The tradition involves groups of men going door-to-door to "whip" their female relatives and neighbors with a stick of intertwined willow branches called a korbáč and splash them with water or perfume. The soaking and whipping are variously said to ensure the woman's beauty, health, or fertility for the coming year.
The tradition is probably rooted in Lupercalia, one of the most ancient Roman festivals, which honored Lupercus, the god of fertility.
For their troubles, the women are then expected to reward the men with painted eggs, chocolate, pieces of cake or shots of spirits, such as slivovica or borovička. Recently, some boys have started demanding money.
But what do people really think about this tradition? The Slovak Spectator asked a group of men and women to comment on Easter Monday, and whether their town continues to celebrate the tradition.

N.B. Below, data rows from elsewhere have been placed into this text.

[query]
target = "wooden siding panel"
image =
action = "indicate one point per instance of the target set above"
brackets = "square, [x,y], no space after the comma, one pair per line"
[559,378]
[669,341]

Mária, a sales manager from Bardejov: These days, I think the tradition's become more of a game for children and teenagers, so I'm not very affected by it anymore. But I remember when I was around 10 or 12 years old that my classmates would come to my house and put me in the shower. I didn't like it very much. The biggest problem today is that, instead of chocolate eggs or bunnies, a lot of boys ask for money from the girls, and I think that ruins the spirit of the tradition.
Igor, a programmer/analyst from Trenčín: Easter Monday makes me think of fathers with young sons walking around with ribbons tied to their korbáč and plastic bags full of chocolate eggs and Easter bunnies. Personally, I spray my mother, godmother, and grandmother with some perfume as a symbolic following of the tradition, but I stopped really soaking people with water a few years ago after I accidentally sprayed my mother in the eye.

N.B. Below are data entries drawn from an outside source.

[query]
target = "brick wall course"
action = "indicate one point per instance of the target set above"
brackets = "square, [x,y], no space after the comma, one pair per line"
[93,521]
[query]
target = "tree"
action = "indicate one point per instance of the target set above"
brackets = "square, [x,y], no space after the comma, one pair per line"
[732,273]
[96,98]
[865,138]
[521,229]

Olga, an asset manager from Prešov: In the eastern part of the country, we follow just the tradition of splashing women with water, not the tapping with the korbáč. But my family has always celebrated it only among each other, so I've always thought of it as fun, like a game. The only thing I don't like is that my father and brothers start splashing me at six in the morning! But I always warn them, the wetter they make me on Monday, the wetter I'll make them the next day.
Michaela, a retail banker from Liptovský Mikuláš: It's not just that I don't like this tradition, I hate it. It's embarrassing. I've always disliked it. My father always splashes me while I'm still asleep in the morning, but at least he's gentle about it. But the other men don't care how much you protest, so I usually go to the mountains, or somewhere else out of town, that day.

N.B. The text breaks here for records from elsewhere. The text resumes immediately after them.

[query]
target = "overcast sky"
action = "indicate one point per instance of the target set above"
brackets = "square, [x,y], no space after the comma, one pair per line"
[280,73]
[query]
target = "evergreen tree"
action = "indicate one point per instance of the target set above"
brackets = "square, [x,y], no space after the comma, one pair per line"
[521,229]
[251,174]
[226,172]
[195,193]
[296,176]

Vojtech, a systems analyst from Banská Bystrica: I followed the tradition when I was a child because I had to. A child does what he's told. But I stopped doing it myself about 15 years ago because I felt it was unnatural. I don't splash my wife, or even tap her with the korbáč, and I'm not sure whether I will pass it on to my children.
Radoslav, a developer from Žiar nad Hronom: I always splash my twenty-year-old sister with a big amount of water while she's sleeping. Of course, she calls me stupid for it and complains about having to change her clothes and bedding, but it's all in fun. And I think older women, who are used to the tradition, genuinely like it.
Peter, an applications specialist from eastern Slovakia: I remember my friends and I went around collecting money from the women in our families, and I always ended up with the least, so I was always jealous of them. Nowadays, I celebrate it with my son, but with the emphasis on family time. I think it is better for women in cities than in small villages in which they're soaked by being thrown into the river. Of course, the women there say they don't want it, but no one stops because they don't want to be the one who broke with tradition.